I was angry after the Manchester attacks, don’t get me wrong. You targeted little girls, you fuckers, LITTLE GIRLS at a pop concert on a Monday night. Fuck YOU. I’ll be honest, I haven’t managed to read much associated with those attacks. I can’t go there. I know the number killed, and I know the Queen visited the hospital, and I know that a homeless man helped the injured. I know those sparse facts, but beyond that, nothing. I can’t bring myself to find out more, to let my mind wander into those lost families, those lost little girls. I just can’t.
This attack – THIS one – I can’t seem to accumulate enough information about. I’m refreshing newsfeeds, immersing myself in eye-witness accounts, so that I can walk the routes that the terrorist murdering cunts walked, and imagine myself and my friends in the wrong bar, on the wrong bridge, at the wrong time. That is my London, you fuckers, those are my people, and they could’ve been my friends, my family.
London’s been under attack before, of course. In the nine years that I lived there, I experienced bombings and threats. There was the Soho nail bombing in 1999, when a neo-Nazi walked into a gay bar and blew the fucker up. My flatmates were in town that night; I’d been on an early shift at HMV the next morning and had stayed at home. No one I knew was hurt, but it still hit us hard. Still, it felt like a one-off. It had happened, it was horrific, it was over.
Then, in July 2005, while I was pregnant with Ben, the underground was blown up. I was running late for work, and got to Mile End tube station to find it closed. Something to do with an electrical fault, they said, so I wandered up to Bow. That was closed, too. Get the bus, my boss said when I phoned to say I was gonna be late. Then the fuckers blew up a bus. It was the day after we’d won the bid for the Olympics, I remember that, and I couldn’t believe how we’d gone from elation to despair in fewer than 24 hours. But still, it felt like a one off. Yeah, they could try, but we were stronger than that. We’d get back on the tubes, we’d get back on the buses, and we would never, ever live in fear. Fuck that.
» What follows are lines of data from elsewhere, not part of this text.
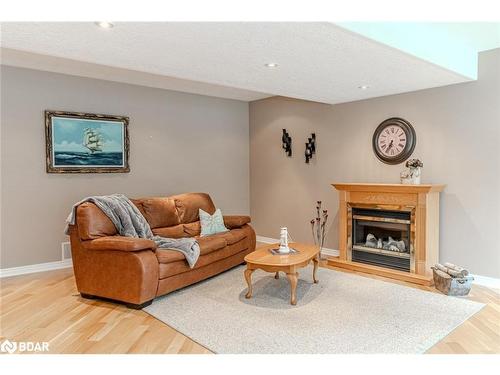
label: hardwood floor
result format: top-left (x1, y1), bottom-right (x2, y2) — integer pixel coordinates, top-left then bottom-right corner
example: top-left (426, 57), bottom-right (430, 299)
top-left (0, 266), bottom-right (500, 354)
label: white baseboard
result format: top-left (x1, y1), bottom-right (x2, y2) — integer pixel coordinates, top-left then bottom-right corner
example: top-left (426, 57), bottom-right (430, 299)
top-left (0, 259), bottom-right (73, 278)
top-left (257, 236), bottom-right (339, 257)
top-left (472, 275), bottom-right (500, 290)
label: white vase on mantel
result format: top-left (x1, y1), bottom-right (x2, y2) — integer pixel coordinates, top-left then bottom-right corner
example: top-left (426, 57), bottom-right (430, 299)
top-left (400, 167), bottom-right (422, 185)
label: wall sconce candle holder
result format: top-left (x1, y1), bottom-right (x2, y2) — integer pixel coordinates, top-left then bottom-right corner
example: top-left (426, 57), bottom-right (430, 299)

But now, I dunno. I’m not there, of course, so I can’t speak for the people of London, but I get the sense that people are nervous. They’re angry, of course, but they’re scared, too. There’s no humanity in these fuckers. They mowed down people on London Bridge, and then got out of their van to kick them and stab them and ensure their last moments on this earth were torturous and horrific. But that wasn’t enough, was it? No, because then they went running through the bars and restaurants of Borough Market, cutting the throats of people out for dinner and drinks on a Saturday night in London. They came from behind, pulled heads back by the hair, and cut throats. Merciless, fucking merciless.
And we’ll stand strong, of course we will. We’ll hold charity concerts and remembrance marches and Coldplay will sing Oasis and Miley Cyrus will sing Crowded House and we’ll cry and we’ll hold hands and we’ll say THEY WON’T BEAT US and LOVE CONQUERS ALL and we’ll hope and we’ll pray – but is that enough? IS love all we need?
I dunno; I need to do more. I can donate money and I can send love and I can say that OF COURSE I’ll still travel to London and I WILL NOT live in fear, but in my heart? In my heart, I’m scared. I’m scared for my dear friends who live in big cities. I’m scared that love isn’t enough.
But if love isn’t enough, then what is?